To continue Maine’s momentum, Governor Mills also unveiled a new target: installing another 175,000 additional heat pumps in Maine by 2027, thereby bringing the number of heat pumps installed in Maine homes, businesses, and public buildings during her time in office to 275,000.
If this target is achieved, Maine would have more than 320,000 heat pumps in total installed across the state.
Heat pumps can be thought of as temperature recycling machines.

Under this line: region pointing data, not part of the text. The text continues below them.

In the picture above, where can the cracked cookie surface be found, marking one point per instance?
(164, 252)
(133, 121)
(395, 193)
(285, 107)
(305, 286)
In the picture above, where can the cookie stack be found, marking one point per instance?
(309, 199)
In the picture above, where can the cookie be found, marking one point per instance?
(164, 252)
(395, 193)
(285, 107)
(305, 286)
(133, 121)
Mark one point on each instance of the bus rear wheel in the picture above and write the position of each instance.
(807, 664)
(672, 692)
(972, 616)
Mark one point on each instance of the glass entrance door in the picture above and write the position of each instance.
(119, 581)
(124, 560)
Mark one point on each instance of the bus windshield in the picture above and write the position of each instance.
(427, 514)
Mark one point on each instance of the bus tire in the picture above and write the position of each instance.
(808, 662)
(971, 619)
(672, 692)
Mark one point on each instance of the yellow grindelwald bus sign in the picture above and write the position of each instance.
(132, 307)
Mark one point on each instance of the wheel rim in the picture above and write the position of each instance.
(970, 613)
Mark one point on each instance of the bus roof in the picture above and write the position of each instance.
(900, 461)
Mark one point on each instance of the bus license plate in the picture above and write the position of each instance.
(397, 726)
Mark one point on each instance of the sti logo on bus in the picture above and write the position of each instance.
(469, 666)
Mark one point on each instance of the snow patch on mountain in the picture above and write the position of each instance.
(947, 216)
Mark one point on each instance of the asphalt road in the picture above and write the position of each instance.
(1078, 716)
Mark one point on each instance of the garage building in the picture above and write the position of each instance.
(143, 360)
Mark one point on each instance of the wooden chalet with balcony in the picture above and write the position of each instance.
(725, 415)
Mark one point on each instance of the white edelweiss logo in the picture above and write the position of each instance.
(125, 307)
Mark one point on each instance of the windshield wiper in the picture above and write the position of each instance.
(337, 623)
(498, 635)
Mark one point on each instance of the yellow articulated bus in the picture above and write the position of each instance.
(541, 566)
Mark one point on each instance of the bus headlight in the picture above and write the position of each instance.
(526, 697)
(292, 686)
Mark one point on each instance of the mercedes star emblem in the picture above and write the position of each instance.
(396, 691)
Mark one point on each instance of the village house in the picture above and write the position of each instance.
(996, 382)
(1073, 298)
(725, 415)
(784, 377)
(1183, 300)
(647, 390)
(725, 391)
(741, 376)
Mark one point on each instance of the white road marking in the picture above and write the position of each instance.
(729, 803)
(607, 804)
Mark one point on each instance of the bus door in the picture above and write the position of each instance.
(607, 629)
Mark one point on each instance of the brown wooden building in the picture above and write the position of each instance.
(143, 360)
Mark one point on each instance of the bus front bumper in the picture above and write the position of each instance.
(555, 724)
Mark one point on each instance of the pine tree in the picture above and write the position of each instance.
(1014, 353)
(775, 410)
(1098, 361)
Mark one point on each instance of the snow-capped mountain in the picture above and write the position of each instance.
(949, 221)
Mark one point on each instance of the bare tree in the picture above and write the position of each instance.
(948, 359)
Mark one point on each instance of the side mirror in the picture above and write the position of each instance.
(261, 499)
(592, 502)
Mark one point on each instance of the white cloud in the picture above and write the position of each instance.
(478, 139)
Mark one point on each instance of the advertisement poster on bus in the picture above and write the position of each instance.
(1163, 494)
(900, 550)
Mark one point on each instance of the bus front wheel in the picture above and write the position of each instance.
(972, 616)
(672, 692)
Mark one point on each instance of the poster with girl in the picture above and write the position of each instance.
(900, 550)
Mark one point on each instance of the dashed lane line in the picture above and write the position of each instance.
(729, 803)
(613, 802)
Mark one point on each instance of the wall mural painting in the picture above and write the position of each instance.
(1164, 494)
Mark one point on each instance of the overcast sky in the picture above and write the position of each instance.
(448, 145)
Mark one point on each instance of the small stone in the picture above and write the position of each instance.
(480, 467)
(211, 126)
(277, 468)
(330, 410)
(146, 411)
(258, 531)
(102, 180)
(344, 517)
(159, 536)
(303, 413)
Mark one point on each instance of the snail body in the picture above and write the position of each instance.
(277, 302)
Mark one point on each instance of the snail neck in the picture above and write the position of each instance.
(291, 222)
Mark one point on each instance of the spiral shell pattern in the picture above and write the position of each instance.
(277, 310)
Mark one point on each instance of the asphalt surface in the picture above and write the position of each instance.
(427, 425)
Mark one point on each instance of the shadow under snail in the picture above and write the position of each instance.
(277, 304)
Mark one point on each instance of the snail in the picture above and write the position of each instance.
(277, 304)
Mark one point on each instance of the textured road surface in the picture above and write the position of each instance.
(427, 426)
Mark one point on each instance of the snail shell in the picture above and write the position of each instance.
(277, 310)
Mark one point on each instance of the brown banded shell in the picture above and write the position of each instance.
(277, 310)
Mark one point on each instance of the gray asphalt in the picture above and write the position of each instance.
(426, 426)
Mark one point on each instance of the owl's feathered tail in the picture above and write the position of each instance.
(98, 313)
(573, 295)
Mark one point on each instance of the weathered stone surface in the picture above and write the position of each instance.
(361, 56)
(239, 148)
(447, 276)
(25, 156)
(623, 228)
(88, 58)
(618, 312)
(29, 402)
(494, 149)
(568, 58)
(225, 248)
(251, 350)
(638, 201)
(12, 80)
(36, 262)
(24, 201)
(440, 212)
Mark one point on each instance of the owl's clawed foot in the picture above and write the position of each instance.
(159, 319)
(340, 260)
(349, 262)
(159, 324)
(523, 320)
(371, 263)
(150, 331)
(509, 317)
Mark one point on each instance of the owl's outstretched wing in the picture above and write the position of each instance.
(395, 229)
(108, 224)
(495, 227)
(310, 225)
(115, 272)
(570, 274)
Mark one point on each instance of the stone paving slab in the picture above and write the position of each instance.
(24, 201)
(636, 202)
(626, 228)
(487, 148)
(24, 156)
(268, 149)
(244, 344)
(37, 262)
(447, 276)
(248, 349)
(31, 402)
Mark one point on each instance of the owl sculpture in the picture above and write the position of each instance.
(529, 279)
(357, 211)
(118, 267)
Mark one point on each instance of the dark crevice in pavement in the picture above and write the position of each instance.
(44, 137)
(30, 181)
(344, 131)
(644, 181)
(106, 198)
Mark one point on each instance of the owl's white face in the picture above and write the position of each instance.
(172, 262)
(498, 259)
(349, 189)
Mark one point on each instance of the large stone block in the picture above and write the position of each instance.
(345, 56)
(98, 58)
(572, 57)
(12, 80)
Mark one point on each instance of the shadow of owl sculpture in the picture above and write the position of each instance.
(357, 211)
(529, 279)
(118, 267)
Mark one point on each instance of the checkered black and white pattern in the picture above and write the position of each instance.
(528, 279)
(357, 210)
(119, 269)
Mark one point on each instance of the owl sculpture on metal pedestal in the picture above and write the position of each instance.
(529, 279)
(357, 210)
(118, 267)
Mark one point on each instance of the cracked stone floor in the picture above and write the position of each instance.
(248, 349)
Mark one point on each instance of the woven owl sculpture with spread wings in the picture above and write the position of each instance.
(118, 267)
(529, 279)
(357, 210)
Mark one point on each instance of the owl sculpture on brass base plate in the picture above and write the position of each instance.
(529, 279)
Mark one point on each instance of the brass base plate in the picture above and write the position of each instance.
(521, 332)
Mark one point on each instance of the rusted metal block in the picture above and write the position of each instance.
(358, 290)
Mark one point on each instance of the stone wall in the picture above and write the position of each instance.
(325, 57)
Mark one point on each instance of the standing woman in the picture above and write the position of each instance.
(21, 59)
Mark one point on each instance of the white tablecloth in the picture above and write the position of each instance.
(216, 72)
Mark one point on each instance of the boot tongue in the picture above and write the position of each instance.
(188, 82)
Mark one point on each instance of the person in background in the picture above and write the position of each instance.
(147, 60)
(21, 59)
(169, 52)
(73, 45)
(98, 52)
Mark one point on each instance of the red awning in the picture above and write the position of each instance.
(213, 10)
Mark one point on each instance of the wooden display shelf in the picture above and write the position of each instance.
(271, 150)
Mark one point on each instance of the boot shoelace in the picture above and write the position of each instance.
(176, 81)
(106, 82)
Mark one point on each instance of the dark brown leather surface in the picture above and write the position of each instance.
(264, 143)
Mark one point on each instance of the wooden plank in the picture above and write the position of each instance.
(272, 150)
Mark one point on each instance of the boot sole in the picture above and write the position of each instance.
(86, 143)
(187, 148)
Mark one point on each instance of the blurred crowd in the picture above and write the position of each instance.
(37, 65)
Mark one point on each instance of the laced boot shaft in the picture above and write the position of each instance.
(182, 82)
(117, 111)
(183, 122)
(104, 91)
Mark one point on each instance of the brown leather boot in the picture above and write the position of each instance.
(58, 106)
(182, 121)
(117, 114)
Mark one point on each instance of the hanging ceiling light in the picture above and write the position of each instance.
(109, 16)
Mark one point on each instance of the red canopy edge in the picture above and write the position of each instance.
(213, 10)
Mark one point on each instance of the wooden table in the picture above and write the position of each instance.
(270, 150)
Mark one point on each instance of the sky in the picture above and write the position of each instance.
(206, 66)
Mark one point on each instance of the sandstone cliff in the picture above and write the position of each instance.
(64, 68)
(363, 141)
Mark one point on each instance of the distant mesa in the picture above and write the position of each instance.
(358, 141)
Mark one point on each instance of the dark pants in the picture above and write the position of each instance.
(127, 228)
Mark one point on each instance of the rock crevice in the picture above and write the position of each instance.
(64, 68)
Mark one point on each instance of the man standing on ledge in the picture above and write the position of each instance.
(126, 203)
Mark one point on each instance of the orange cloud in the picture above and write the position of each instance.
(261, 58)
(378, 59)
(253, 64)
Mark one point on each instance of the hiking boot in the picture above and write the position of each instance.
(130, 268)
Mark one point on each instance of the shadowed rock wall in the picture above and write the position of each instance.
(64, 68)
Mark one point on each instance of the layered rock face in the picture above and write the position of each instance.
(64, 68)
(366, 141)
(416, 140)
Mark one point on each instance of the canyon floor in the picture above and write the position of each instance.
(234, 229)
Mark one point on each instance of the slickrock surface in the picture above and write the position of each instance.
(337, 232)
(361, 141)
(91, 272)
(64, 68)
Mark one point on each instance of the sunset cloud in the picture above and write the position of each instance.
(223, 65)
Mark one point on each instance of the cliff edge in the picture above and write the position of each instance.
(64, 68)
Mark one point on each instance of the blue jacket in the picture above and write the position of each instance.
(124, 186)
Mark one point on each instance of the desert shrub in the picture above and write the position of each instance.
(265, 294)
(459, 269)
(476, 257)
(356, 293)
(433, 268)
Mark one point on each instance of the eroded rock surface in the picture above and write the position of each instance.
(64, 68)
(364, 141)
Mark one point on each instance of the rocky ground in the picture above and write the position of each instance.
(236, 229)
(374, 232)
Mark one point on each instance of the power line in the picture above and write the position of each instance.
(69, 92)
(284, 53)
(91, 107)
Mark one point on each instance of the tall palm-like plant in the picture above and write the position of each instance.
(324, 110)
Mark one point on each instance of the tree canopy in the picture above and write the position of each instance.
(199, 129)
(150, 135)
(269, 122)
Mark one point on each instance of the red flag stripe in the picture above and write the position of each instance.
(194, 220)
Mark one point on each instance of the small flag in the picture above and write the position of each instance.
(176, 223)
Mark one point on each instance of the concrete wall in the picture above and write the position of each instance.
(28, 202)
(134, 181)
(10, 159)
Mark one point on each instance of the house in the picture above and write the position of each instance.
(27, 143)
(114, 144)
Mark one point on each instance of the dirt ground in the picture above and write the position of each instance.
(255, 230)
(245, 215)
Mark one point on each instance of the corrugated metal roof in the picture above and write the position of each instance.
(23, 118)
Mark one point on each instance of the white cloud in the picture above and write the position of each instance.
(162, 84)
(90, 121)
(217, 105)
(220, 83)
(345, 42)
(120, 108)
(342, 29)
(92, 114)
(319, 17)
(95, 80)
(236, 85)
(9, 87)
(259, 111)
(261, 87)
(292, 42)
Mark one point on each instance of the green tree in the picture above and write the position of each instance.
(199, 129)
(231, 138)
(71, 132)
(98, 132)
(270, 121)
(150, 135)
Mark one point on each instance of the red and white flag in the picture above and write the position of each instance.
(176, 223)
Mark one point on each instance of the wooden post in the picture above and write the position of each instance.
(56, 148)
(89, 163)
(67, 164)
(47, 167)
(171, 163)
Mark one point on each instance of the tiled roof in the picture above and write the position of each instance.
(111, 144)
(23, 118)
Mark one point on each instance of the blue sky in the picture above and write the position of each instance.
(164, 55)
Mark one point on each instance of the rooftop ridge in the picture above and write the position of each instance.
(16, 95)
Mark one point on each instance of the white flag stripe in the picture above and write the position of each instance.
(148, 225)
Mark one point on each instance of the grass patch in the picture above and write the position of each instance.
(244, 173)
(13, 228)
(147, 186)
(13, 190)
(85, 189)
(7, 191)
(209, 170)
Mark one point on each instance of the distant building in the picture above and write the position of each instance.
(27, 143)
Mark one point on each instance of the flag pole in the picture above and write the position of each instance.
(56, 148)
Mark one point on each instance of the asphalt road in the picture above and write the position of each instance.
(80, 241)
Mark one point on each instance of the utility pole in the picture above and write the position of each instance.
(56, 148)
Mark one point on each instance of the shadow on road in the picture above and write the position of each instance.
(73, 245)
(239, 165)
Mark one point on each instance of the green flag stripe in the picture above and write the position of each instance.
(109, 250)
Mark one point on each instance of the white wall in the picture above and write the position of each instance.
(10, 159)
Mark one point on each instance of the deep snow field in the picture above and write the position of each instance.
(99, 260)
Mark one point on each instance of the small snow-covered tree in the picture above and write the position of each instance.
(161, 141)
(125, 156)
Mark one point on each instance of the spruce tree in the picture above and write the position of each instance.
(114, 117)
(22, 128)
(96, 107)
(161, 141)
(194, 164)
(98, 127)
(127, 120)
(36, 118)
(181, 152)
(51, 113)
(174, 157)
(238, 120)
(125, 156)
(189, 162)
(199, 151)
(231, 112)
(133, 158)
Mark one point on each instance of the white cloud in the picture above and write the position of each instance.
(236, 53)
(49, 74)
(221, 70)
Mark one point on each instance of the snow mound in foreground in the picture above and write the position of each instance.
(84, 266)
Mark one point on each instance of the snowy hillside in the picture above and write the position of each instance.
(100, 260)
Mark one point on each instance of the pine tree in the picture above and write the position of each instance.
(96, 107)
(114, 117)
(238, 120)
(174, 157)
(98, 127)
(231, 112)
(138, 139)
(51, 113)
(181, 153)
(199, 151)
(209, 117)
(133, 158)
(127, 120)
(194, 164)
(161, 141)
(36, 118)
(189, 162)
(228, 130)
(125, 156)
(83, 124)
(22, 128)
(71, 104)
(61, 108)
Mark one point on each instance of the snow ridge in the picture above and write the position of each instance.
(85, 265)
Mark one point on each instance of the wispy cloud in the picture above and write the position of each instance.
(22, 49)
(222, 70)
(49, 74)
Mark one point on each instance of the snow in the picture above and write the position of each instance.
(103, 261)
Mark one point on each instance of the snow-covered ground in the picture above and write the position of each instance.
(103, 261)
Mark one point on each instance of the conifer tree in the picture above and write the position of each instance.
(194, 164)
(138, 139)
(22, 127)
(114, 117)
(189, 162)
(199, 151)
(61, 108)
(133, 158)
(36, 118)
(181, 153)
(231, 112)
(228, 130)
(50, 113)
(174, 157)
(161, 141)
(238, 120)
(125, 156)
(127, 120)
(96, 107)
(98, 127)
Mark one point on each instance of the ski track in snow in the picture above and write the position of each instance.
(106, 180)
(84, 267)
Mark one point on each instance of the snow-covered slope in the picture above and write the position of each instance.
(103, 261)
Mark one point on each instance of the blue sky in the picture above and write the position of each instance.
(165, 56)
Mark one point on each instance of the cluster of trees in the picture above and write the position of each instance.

They are filled with refrigerant fluid and contain a compressor, and they work by extracting excess heat and moving it around, either in or out of a house depending on whether it’s hot or cold.
It’s believed they work best in hot weather, but in February, Maine’s temperatures in some places plummeted during a cold snap to -60°F. Efficiency Maine, which aided in the state’s adoption of heat pumps by organizing rebates for customers under the provisions of the Inflation Reduction Act, did a survey of owners they had helped the previous year.
Many of [the heat pump owners] reported they were comfortable and warm, and offered to bring up the fact that by February they had already saved hundreds of dollars on home heating systems, over boilers, gas furnaces, and heating oil.
“We are setting an example for the nation,” said Mills at the announcement event. ​“Our transition to heat pumps is
 curbing our reliance on fossil fuels, and cutting costs for Maine families, all while making them more comfortable in their homes—a hat trick for our state.”
The transition began in 2019 with bipartisan support of the Legislature, when Governor Mills enacted laws setting ambitious targets for transitioning to renewable energy and reducing greenhouse gas emissions."